Submitted on Fri, 2018-02-02 15:15
Despite a recent ruling from the Administrative Court ordering the authorities to facilitate the civil rights march, local authorities in Nakhon Ratchasima have pressured the civil rights march to leave the area two days earlier than planned.
On 1 February 2018, about 10 local government officials visited participants in We Walk, A Walk for Friendship at a temple in Nakhon Ratchasima and asked them to leave the temple earlier than planned.
According to Eakachai Issaratha, one of the marchers, the participants planned to stay for three nights at Wat Non Makok temple in Non Sung District before continuing their journey to Khon Kaen and the abbot of the temple had agreed to shelter them. However, about 10 local government officials visited the temple and told the march organisers that they could stay for only one night.

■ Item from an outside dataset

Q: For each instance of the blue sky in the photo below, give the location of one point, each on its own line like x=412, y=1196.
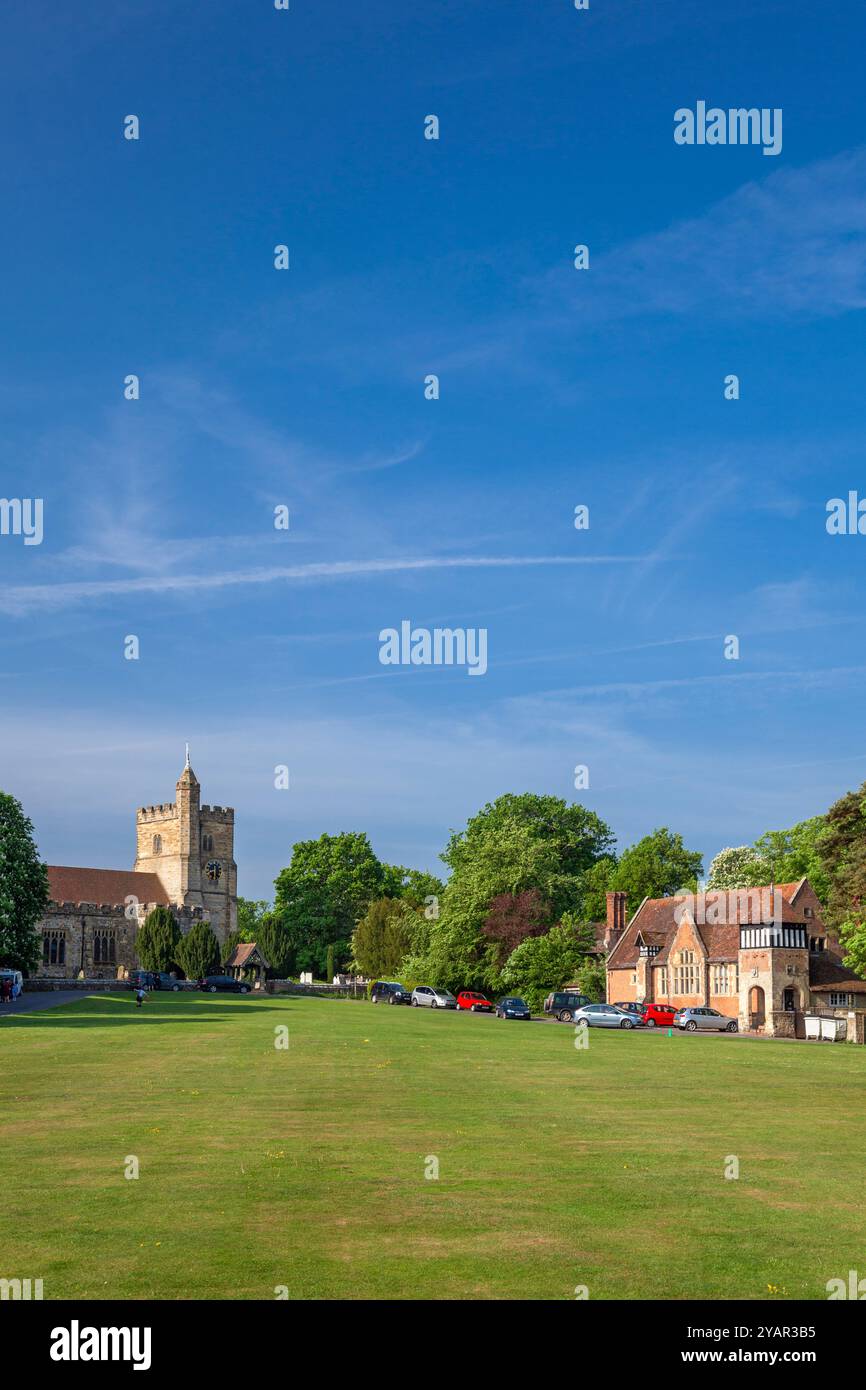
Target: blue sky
x=306, y=388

The officials claimed that there was a resolution from a meeting of soldiers, police officers, district officials, village heads and subdistrict heads, to allow them to stay for only one night. The marchers could not stay in the area for 3 nights, because the district and provincial officials felt uncomfortable. The decision to let them stay in the area was not for the abbot alone to make, but rested also with the local administration.

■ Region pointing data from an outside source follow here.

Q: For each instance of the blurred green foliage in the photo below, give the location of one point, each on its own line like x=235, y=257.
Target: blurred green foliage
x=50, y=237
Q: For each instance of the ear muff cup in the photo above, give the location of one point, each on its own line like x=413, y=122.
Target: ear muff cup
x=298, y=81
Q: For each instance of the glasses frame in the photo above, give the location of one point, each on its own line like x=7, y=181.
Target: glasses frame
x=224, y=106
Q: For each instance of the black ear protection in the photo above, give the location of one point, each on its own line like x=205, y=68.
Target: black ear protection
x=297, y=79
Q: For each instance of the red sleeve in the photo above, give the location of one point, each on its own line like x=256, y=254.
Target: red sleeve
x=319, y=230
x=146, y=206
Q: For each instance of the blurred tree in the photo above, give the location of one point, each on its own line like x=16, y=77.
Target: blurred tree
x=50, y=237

“I asked them what worried them. Then I explained to them why we are here and that the Administrative Court already issued a temporary measure to protect our activities. Plus, we do everything openly, and we have no secret motive. They said that the district authorities are uncomfortable,” Eakachai told Prachatai.
The marchers subsequently decided to leave the temple as they did not want the abbot to be intimidated by the authorities. Eakachai demanded that the superior officials who are uncomfortable should have come to talk to the marchers directly, and not just send their subordinates to take all the blame like this.

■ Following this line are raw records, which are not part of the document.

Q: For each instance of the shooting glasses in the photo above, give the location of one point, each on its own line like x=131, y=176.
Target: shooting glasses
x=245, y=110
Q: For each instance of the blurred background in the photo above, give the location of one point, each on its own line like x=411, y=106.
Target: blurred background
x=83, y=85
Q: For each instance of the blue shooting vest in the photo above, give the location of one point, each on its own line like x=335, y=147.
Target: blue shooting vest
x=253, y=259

The We Walk march kicked off at Thammasat University’s Rangsit campus on 20 January with four main issues: the right to universal health care, the rights of farmers, community and environmental rights, and the Constitution.
Previously, the administrative court ruled to guarantee the right to freedom of assembly of the We Walk march and ordered the authorities not to obstruct the activity. However, eight organisers of the march are still facing prosecution for violating the junta’s ban on public assembly.